Android/Java Regex to remove extra zeros from sub-strings

Question

I have the following string as input :

"2.0,3.00,-4.0,0.00,-0.00,0.03,2.01,0.001,-0.03,101"

Final output will be like :

"2,3,-4,0,0,.03,2.01,.001,-.03,101"

i.e. all leading and trailing zeros will be removed and both positive/negative zeros will be simply zero.

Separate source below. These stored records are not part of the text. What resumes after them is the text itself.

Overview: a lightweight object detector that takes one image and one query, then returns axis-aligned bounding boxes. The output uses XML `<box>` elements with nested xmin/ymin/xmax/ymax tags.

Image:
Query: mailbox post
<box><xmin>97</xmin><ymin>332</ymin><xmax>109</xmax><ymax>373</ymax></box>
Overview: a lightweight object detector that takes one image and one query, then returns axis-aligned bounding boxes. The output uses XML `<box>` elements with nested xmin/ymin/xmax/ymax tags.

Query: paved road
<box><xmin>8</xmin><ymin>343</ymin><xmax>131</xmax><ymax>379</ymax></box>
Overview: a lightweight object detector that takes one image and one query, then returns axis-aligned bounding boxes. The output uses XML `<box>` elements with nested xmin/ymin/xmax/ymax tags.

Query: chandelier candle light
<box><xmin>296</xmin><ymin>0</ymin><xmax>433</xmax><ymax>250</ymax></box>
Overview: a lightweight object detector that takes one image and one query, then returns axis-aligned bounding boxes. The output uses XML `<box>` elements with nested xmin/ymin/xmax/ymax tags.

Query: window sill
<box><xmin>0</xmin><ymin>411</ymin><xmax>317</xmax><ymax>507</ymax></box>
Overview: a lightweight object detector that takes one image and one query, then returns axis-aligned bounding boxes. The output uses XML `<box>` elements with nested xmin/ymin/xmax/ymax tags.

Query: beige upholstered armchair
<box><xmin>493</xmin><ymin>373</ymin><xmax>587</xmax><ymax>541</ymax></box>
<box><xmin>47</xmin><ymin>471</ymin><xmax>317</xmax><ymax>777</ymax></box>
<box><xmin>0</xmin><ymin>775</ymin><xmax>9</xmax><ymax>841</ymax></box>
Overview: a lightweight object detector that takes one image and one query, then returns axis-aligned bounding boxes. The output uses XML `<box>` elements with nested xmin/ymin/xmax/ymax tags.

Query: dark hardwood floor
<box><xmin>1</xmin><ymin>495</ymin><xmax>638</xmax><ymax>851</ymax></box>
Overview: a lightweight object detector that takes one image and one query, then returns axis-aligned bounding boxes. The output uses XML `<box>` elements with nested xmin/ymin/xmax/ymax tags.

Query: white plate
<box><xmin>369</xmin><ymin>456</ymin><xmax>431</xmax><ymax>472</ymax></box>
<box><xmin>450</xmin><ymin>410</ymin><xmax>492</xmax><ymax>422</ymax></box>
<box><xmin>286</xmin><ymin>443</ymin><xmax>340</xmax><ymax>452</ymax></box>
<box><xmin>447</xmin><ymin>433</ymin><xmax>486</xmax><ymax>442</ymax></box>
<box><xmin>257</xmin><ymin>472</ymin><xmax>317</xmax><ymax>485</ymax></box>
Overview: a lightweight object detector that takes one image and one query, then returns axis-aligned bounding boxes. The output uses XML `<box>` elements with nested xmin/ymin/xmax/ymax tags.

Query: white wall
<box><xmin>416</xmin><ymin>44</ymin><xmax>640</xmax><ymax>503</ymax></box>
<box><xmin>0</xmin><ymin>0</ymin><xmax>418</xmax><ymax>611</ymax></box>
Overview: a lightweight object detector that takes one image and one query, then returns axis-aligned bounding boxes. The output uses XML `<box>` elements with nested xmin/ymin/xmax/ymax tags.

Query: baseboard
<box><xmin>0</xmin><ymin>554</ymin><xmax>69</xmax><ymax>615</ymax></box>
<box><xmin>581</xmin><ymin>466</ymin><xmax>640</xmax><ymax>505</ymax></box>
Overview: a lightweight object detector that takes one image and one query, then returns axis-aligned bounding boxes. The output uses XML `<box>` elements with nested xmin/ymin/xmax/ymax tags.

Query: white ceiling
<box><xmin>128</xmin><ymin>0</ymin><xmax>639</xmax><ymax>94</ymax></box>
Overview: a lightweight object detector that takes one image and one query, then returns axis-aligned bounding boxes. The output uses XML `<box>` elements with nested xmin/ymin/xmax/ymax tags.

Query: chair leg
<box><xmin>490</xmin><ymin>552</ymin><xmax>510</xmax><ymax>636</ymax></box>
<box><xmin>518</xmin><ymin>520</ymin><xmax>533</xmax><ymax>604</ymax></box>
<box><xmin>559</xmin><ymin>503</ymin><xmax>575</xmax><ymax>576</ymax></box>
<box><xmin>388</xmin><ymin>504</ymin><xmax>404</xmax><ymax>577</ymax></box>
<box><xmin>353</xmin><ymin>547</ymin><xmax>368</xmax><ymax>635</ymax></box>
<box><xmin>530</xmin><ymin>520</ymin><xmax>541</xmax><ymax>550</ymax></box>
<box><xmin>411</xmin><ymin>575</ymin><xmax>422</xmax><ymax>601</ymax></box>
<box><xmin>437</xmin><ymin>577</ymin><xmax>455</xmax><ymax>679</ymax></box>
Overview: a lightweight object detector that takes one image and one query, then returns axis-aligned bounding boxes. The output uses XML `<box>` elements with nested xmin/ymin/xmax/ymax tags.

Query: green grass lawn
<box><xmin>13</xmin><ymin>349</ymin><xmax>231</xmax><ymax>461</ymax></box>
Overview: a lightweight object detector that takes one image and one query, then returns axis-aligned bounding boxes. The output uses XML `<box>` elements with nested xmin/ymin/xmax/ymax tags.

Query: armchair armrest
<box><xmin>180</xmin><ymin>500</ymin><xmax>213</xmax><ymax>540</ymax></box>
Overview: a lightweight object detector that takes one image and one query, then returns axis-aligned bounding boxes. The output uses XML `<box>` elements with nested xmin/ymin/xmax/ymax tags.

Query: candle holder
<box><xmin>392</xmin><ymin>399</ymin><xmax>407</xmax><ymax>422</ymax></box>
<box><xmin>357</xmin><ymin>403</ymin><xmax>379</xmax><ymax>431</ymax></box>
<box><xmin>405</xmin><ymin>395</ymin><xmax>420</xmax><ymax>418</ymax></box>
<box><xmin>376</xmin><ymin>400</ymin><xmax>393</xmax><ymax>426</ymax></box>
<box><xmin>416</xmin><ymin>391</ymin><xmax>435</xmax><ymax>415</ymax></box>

We can achieve this by split the string first and using Regex for each part. But my string size is more than 10000.
How can we achieve this using Regex?

Edit:

Analysis of Answers:

I have tested all answers with String "0.00,-0.00,00.00,-00.00,40.00,-40.00,4.0,-4.0,4.01,-4.01,04.01,-04.01,004.04,-004.04,0004.040,-0004.040,101,.40,-.40,0.40,-0.40" and answer from Wiktor Stribiżew passed all the test cases .(see here : https://regex101.com/r/tS8hE3/9 ) Other answers were passed on most of the cases but not all.

Answer 1

Updated test case answer

Use the following regex:

String rx = "-?0+\\.(0)+\\b|\\.0+\\b|\\b0+(?=\\.\\d*[1-9])|\\b0+(?=[1-9]\\d*\\.)|(\\.\\d*?)0+\\b";

And replace with $1$2. See another demo.

The regex matches several alternatives and captures some parts of the string to later re-insert during replacement:

• -?0+\.(0)+\b - matching an optional - followed with one or more 0s followed with a . and then captures exactly one 0 but matching one or more occurrences (because the (...) is placed on the 0 and the + is applied to this group); the word boundary at the end requires a non-word character to appear after the last matched 0. In the replacement, we restore the 0 with $1 backreference. So, -00.00 or 00.00 will be replaced with 0.
• | - or...
• \.0+\b - a dot followed with one or more zeros before a , (since the string is comma-delimited).
• | - or...
• \b0+(?=\.\d*[1-9]) - a word boundary (start of string or a location after ,) followed with one or more 0s that are followed by . + zero or more digits followed by a non-0 digit (so we remove leading zeros in the integer part that only consists of zeros)
• | - or...
• \b0+(?=[1-9]\d*\.) - a word boundary followed by one or more zeros followed by a non-0 digit before a . (so, we remove all leading zeros from the integer part that is not equal to 0).
• | - or...
• (\.\d*?)0+\b - capturing a .+zero or more digits, but as few as possible, up to the first 0, and then just matching one or more zeros (up to the end of string or ,) (so, we get rid of trailing zeros in the decimal part)

Answer before the test cases update

I suggest a very simple and short regex that does what you need:

-0+\.(0)+\b|\.0+\b|\b0+(?=\.\d*[1-9])

Replace with $1.

See the regex demo. Short IDEONE demo:

String re = "-0+\\.(0)+\\b|\\.0+\\b|\\b0+(?=\\.\\d*[1-9])"; 
String str = "2.0,3.00,-4.0,0.00,-0.00,0.03,2.01,0.001,-0.03,101,0.001,-0.03";
String expected = "2,3,-4,0,0,.03,2.01,.001,-.03,101,.001,-.03"; 
System.out.println(str.replaceAll(re, "$1").equals(expected)); // TRUE

Explanation:

• -0+\.(0)+\b - a minus followed with one or more 0s (0+) followed with a literal dot (\.) followed with one or more zeros (and capturing just the last 0 matched with (0)+) followed with a word boundary (location before , in this context)
• | - or...
• \.0+\b - a literal dot (\.) followed with one or more zeros followed with a word boundary (location before , in this context)
• | - or...
• \b0+(?=\.\d*[1-9]) - a word boundary (location after , in this context) followed with one or more zeros that must be followed with a literal dot (\.), then zero or more digits and then a digit from 1 to 9 range (so that the decimal part is more than 0).